"I won't add a sou!" said Medicis. "But I stand dinner for the company, wine to any extent."
"Going, going, going!" shouted Colline, with three blows of his fist on the table, "no one speaks?—gone!"
"Well it's a bargain!" said Marcel.
"I will send for the picture tomorrow," said the Jew, "and now, gentlemen, to dinner!"
The four friends descended the staircase, singing the chorus of "The Huguenots"—"A table! A table!"

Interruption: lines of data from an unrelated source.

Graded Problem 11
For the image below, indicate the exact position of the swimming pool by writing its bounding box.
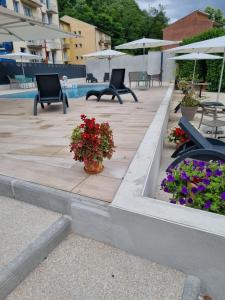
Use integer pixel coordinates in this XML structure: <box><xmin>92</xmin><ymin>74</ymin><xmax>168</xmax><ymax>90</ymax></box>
<box><xmin>0</xmin><ymin>84</ymin><xmax>108</xmax><ymax>100</ymax></box>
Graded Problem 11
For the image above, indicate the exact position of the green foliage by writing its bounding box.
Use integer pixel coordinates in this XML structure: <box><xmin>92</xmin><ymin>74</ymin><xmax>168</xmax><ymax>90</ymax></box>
<box><xmin>161</xmin><ymin>159</ymin><xmax>225</xmax><ymax>215</ymax></box>
<box><xmin>58</xmin><ymin>0</ymin><xmax>168</xmax><ymax>46</ymax></box>
<box><xmin>205</xmin><ymin>6</ymin><xmax>225</xmax><ymax>27</ymax></box>
<box><xmin>177</xmin><ymin>28</ymin><xmax>225</xmax><ymax>92</ymax></box>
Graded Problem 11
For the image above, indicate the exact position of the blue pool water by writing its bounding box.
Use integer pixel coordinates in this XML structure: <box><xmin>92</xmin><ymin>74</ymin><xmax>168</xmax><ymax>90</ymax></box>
<box><xmin>0</xmin><ymin>84</ymin><xmax>108</xmax><ymax>99</ymax></box>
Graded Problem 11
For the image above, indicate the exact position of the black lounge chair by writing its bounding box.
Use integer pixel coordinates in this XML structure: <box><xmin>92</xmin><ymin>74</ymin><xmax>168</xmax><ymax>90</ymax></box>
<box><xmin>34</xmin><ymin>74</ymin><xmax>69</xmax><ymax>116</ymax></box>
<box><xmin>86</xmin><ymin>73</ymin><xmax>98</xmax><ymax>83</ymax></box>
<box><xmin>167</xmin><ymin>117</ymin><xmax>225</xmax><ymax>170</ymax></box>
<box><xmin>86</xmin><ymin>69</ymin><xmax>138</xmax><ymax>104</ymax></box>
<box><xmin>103</xmin><ymin>73</ymin><xmax>109</xmax><ymax>82</ymax></box>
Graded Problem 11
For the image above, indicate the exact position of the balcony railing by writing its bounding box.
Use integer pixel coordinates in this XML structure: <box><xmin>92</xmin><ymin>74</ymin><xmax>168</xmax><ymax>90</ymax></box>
<box><xmin>46</xmin><ymin>2</ymin><xmax>58</xmax><ymax>14</ymax></box>
<box><xmin>27</xmin><ymin>41</ymin><xmax>43</xmax><ymax>48</ymax></box>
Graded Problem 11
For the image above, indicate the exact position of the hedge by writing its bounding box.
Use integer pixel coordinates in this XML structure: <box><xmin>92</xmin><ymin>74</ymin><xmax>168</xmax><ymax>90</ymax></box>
<box><xmin>177</xmin><ymin>28</ymin><xmax>225</xmax><ymax>92</ymax></box>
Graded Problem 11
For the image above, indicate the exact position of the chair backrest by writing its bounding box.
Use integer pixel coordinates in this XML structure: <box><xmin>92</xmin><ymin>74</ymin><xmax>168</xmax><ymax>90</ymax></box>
<box><xmin>109</xmin><ymin>69</ymin><xmax>125</xmax><ymax>89</ymax></box>
<box><xmin>178</xmin><ymin>117</ymin><xmax>212</xmax><ymax>149</ymax></box>
<box><xmin>35</xmin><ymin>74</ymin><xmax>62</xmax><ymax>98</ymax></box>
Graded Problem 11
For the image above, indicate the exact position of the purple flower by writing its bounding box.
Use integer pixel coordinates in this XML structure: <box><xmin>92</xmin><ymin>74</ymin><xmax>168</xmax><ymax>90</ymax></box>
<box><xmin>167</xmin><ymin>175</ymin><xmax>175</xmax><ymax>182</ymax></box>
<box><xmin>206</xmin><ymin>168</ymin><xmax>212</xmax><ymax>177</ymax></box>
<box><xmin>164</xmin><ymin>186</ymin><xmax>170</xmax><ymax>193</ymax></box>
<box><xmin>170</xmin><ymin>199</ymin><xmax>177</xmax><ymax>204</ymax></box>
<box><xmin>191</xmin><ymin>186</ymin><xmax>198</xmax><ymax>194</ymax></box>
<box><xmin>198</xmin><ymin>185</ymin><xmax>206</xmax><ymax>192</ymax></box>
<box><xmin>179</xmin><ymin>198</ymin><xmax>186</xmax><ymax>205</ymax></box>
<box><xmin>202</xmin><ymin>178</ymin><xmax>210</xmax><ymax>185</ymax></box>
<box><xmin>181</xmin><ymin>186</ymin><xmax>188</xmax><ymax>195</ymax></box>
<box><xmin>220</xmin><ymin>192</ymin><xmax>225</xmax><ymax>201</ymax></box>
<box><xmin>188</xmin><ymin>198</ymin><xmax>193</xmax><ymax>204</ymax></box>
<box><xmin>204</xmin><ymin>200</ymin><xmax>212</xmax><ymax>209</ymax></box>
<box><xmin>215</xmin><ymin>169</ymin><xmax>223</xmax><ymax>177</ymax></box>
<box><xmin>180</xmin><ymin>171</ymin><xmax>190</xmax><ymax>180</ymax></box>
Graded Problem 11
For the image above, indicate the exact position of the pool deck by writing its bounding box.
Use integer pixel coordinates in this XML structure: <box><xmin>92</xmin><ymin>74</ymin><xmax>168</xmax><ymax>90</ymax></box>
<box><xmin>0</xmin><ymin>86</ymin><xmax>167</xmax><ymax>202</ymax></box>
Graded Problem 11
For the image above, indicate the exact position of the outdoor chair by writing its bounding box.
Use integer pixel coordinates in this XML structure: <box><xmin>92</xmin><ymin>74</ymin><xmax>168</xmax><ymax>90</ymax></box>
<box><xmin>129</xmin><ymin>72</ymin><xmax>151</xmax><ymax>88</ymax></box>
<box><xmin>15</xmin><ymin>75</ymin><xmax>35</xmax><ymax>88</ymax></box>
<box><xmin>150</xmin><ymin>72</ymin><xmax>162</xmax><ymax>86</ymax></box>
<box><xmin>86</xmin><ymin>69</ymin><xmax>138</xmax><ymax>104</ymax></box>
<box><xmin>86</xmin><ymin>73</ymin><xmax>98</xmax><ymax>83</ymax></box>
<box><xmin>7</xmin><ymin>75</ymin><xmax>20</xmax><ymax>89</ymax></box>
<box><xmin>103</xmin><ymin>73</ymin><xmax>109</xmax><ymax>82</ymax></box>
<box><xmin>34</xmin><ymin>74</ymin><xmax>69</xmax><ymax>116</ymax></box>
<box><xmin>167</xmin><ymin>117</ymin><xmax>225</xmax><ymax>170</ymax></box>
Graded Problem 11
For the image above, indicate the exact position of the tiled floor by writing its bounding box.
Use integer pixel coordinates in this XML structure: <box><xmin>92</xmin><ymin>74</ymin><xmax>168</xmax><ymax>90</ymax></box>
<box><xmin>0</xmin><ymin>87</ymin><xmax>167</xmax><ymax>202</ymax></box>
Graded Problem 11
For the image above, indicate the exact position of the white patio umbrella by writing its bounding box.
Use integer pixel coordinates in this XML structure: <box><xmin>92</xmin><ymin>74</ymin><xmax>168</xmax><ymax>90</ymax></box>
<box><xmin>169</xmin><ymin>52</ymin><xmax>223</xmax><ymax>84</ymax></box>
<box><xmin>167</xmin><ymin>35</ymin><xmax>225</xmax><ymax>101</ymax></box>
<box><xmin>0</xmin><ymin>6</ymin><xmax>77</xmax><ymax>43</ymax></box>
<box><xmin>84</xmin><ymin>49</ymin><xmax>126</xmax><ymax>74</ymax></box>
<box><xmin>115</xmin><ymin>37</ymin><xmax>180</xmax><ymax>70</ymax></box>
<box><xmin>0</xmin><ymin>52</ymin><xmax>42</xmax><ymax>75</ymax></box>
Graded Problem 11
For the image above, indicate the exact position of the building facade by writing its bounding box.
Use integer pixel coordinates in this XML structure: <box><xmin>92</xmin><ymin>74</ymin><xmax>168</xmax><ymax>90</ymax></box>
<box><xmin>163</xmin><ymin>10</ymin><xmax>216</xmax><ymax>49</ymax></box>
<box><xmin>0</xmin><ymin>0</ymin><xmax>63</xmax><ymax>63</ymax></box>
<box><xmin>60</xmin><ymin>16</ymin><xmax>111</xmax><ymax>64</ymax></box>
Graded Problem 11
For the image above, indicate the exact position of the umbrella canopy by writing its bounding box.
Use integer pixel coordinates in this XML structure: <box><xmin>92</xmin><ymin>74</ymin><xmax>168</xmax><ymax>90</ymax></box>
<box><xmin>84</xmin><ymin>49</ymin><xmax>126</xmax><ymax>74</ymax></box>
<box><xmin>169</xmin><ymin>52</ymin><xmax>223</xmax><ymax>83</ymax></box>
<box><xmin>167</xmin><ymin>35</ymin><xmax>225</xmax><ymax>101</ymax></box>
<box><xmin>0</xmin><ymin>6</ymin><xmax>76</xmax><ymax>43</ymax></box>
<box><xmin>0</xmin><ymin>52</ymin><xmax>42</xmax><ymax>75</ymax></box>
<box><xmin>115</xmin><ymin>38</ymin><xmax>179</xmax><ymax>70</ymax></box>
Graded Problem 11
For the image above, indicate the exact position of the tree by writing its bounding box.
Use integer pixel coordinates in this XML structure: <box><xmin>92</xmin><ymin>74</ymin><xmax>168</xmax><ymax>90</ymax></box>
<box><xmin>205</xmin><ymin>6</ymin><xmax>225</xmax><ymax>27</ymax></box>
<box><xmin>58</xmin><ymin>0</ymin><xmax>168</xmax><ymax>46</ymax></box>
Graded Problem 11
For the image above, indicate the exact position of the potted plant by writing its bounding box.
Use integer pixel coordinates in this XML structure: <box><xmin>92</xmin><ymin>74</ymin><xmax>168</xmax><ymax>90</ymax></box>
<box><xmin>180</xmin><ymin>90</ymin><xmax>200</xmax><ymax>121</ymax></box>
<box><xmin>70</xmin><ymin>114</ymin><xmax>115</xmax><ymax>174</ymax></box>
<box><xmin>168</xmin><ymin>127</ymin><xmax>189</xmax><ymax>147</ymax></box>
<box><xmin>161</xmin><ymin>159</ymin><xmax>225</xmax><ymax>215</ymax></box>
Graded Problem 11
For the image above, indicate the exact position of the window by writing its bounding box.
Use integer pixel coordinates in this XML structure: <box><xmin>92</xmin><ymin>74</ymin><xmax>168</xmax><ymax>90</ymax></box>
<box><xmin>13</xmin><ymin>0</ymin><xmax>20</xmax><ymax>12</ymax></box>
<box><xmin>23</xmin><ymin>5</ymin><xmax>33</xmax><ymax>17</ymax></box>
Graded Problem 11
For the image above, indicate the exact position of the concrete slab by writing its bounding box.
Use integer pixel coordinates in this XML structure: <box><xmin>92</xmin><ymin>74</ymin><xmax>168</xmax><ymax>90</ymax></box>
<box><xmin>0</xmin><ymin>86</ymin><xmax>167</xmax><ymax>202</ymax></box>
<box><xmin>0</xmin><ymin>196</ymin><xmax>60</xmax><ymax>268</ymax></box>
<box><xmin>7</xmin><ymin>234</ymin><xmax>185</xmax><ymax>300</ymax></box>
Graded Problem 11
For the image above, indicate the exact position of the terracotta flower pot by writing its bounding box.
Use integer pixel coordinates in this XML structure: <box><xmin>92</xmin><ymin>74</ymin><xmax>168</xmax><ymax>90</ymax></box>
<box><xmin>181</xmin><ymin>106</ymin><xmax>198</xmax><ymax>121</ymax></box>
<box><xmin>84</xmin><ymin>161</ymin><xmax>104</xmax><ymax>174</ymax></box>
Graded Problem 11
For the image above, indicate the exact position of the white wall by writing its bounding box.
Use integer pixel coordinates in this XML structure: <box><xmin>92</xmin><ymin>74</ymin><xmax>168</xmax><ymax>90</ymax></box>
<box><xmin>86</xmin><ymin>51</ymin><xmax>175</xmax><ymax>82</ymax></box>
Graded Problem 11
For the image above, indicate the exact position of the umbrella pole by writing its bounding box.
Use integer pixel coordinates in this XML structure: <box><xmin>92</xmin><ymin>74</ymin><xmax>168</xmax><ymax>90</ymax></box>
<box><xmin>192</xmin><ymin>60</ymin><xmax>197</xmax><ymax>84</ymax></box>
<box><xmin>216</xmin><ymin>48</ymin><xmax>225</xmax><ymax>102</ymax></box>
<box><xmin>21</xmin><ymin>56</ymin><xmax>25</xmax><ymax>77</ymax></box>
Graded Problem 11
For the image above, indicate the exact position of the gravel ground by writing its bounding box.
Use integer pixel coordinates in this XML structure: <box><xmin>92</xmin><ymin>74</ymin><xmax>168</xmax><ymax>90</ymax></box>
<box><xmin>0</xmin><ymin>196</ymin><xmax>60</xmax><ymax>268</ymax></box>
<box><xmin>7</xmin><ymin>234</ymin><xmax>185</xmax><ymax>300</ymax></box>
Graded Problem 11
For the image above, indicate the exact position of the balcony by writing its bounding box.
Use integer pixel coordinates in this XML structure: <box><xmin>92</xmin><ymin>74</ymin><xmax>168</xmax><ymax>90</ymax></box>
<box><xmin>63</xmin><ymin>43</ymin><xmax>70</xmax><ymax>49</ymax></box>
<box><xmin>46</xmin><ymin>2</ymin><xmax>58</xmax><ymax>14</ymax></box>
<box><xmin>27</xmin><ymin>41</ymin><xmax>43</xmax><ymax>48</ymax></box>
<box><xmin>21</xmin><ymin>0</ymin><xmax>42</xmax><ymax>8</ymax></box>
<box><xmin>47</xmin><ymin>42</ymin><xmax>62</xmax><ymax>50</ymax></box>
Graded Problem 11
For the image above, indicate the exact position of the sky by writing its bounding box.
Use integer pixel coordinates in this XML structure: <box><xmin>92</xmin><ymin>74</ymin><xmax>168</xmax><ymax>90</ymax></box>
<box><xmin>136</xmin><ymin>0</ymin><xmax>225</xmax><ymax>23</ymax></box>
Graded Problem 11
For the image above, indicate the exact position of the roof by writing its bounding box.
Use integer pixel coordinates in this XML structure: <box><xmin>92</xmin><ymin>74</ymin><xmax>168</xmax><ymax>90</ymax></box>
<box><xmin>163</xmin><ymin>10</ymin><xmax>214</xmax><ymax>30</ymax></box>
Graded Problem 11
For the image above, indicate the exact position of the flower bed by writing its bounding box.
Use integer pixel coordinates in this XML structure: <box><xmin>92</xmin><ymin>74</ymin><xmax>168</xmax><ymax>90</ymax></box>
<box><xmin>161</xmin><ymin>159</ymin><xmax>225</xmax><ymax>215</ymax></box>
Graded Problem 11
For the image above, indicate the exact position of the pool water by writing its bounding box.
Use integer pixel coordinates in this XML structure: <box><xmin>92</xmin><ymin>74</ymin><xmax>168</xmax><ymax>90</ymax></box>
<box><xmin>0</xmin><ymin>84</ymin><xmax>108</xmax><ymax>99</ymax></box>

Medicis treated the Bohemians in a really magnificent way, and gave them their choice of a number of dishes, which until then were completely unknown to them. Henceforward hot lobster ceased to be a myth with Schaunard, who contracted a passion for it that bordered on delirium. The four friends departed from the gorgeous banquet as drunk as a vintage-day. Marcel's intoxication was near having the most deplorable consequences. In passing by his tailor's, at two in the morning, he absolutely wanted to wake up his creditor, and pay him the hundred and fifty francs on account. A ray of reason which flashed across the mind of Colline, stopped the artist on the border of this precipice.
A week after, Marcel discovered in what gallery his picture had been placed. While passing through the Faubourg St. Honore, he stopped in the midst of a group which seemed to regard with curiosity a sign that was being put up over a shop door. The sign was neither more nor less than Marcel's picture, which Medicis had sold to a grocer. Only "the Passage of the Red Sea" had undergone one more alteration, and been given one more new name. It had received the addition of a steamboat and was called "the Harbor of Marseilles." The curious bystanders were bestowing on it a flattering ovation. Marcel returned home in ecstacy at his triumph, muttering to himself, Vox populi, voz Dei.